Visits are infrequent and all too short. Grandchildren have been born, deepening the sense of separation. We do occasionally see one or two, but those moments when we all gather are rare indeed.

Children grow into adults; everybody knows this. And yet, parents still see them as kids. But there are those jarring moments when we suddenly realize that they’re adults.

Our son is a Navy Chief Petty Officer, a third-generation sailor, and a second-generation Chief. Intellectually, I know this. But seeing him in that khaki uniform for the first time was still a shock. The real jolt came a year later

Every year, the Navy selects a group to be promoted to Chief. The lucky few then go through a rigorous process called “initiation.” As an old Chief myself, I was allowed to attend one of the activities. I watched the selectees seek out my son for counsel and advice, twitching unavoidably when they I heard them say “Chief Couey.” As he answered their questions and parted with his wisdom, suddenly before me, the boy vanished. Here was a man; a respected leader.

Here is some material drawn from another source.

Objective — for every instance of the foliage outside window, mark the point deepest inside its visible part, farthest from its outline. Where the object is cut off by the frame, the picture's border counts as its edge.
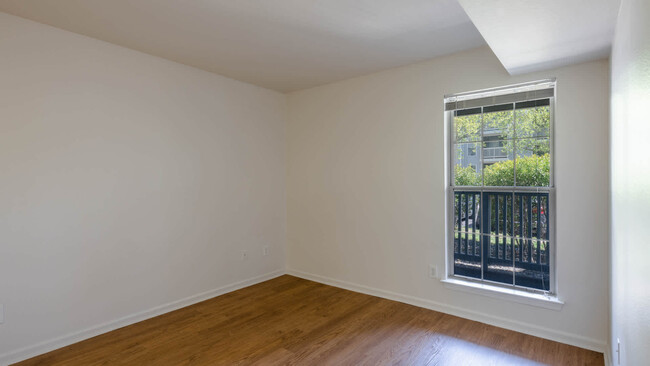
(501, 187)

In the days following the death of her infant daughter, our oldest daughter naturally had a few breakdowns. But what surprised me most was her strength, always remembering that she still had two autistic sons to love; small boys who might never understand what happened to their baby sister. Although small in stature, I watched her grow immeasurably; a mom standing tall and courageous for her children in a time of great sorrow. I realized that she was so much more than I had ever given her credit for.

A few years ago, our youngest made a bold decision to transfer to De Paul University in Chicago. Responding to her request, we moved her over a hot and miserably humid August weekend. By Sunday, she was all set up in a tiny apartment with everything she needed. On Monday morning, we unenthusiastically packed for home, uselessly delaying the inevitable. We knew Chicago; a cold, heartless metropolis striving to be all the worst parts of New York City, and we were about to leave her there, alone and defenseless.

Finally, we said our sad goodbyes and drove away. I looked in the rear-view mirror one last time, my aching heart prepared for the sight of a forlorn and scared little girl. Instead, I saw a strong and fearless woman, standing tall and brave, shoulders back, eyes glittering, face set; her entire carriage issuing a challenge to the indifferent city: “Bring it on!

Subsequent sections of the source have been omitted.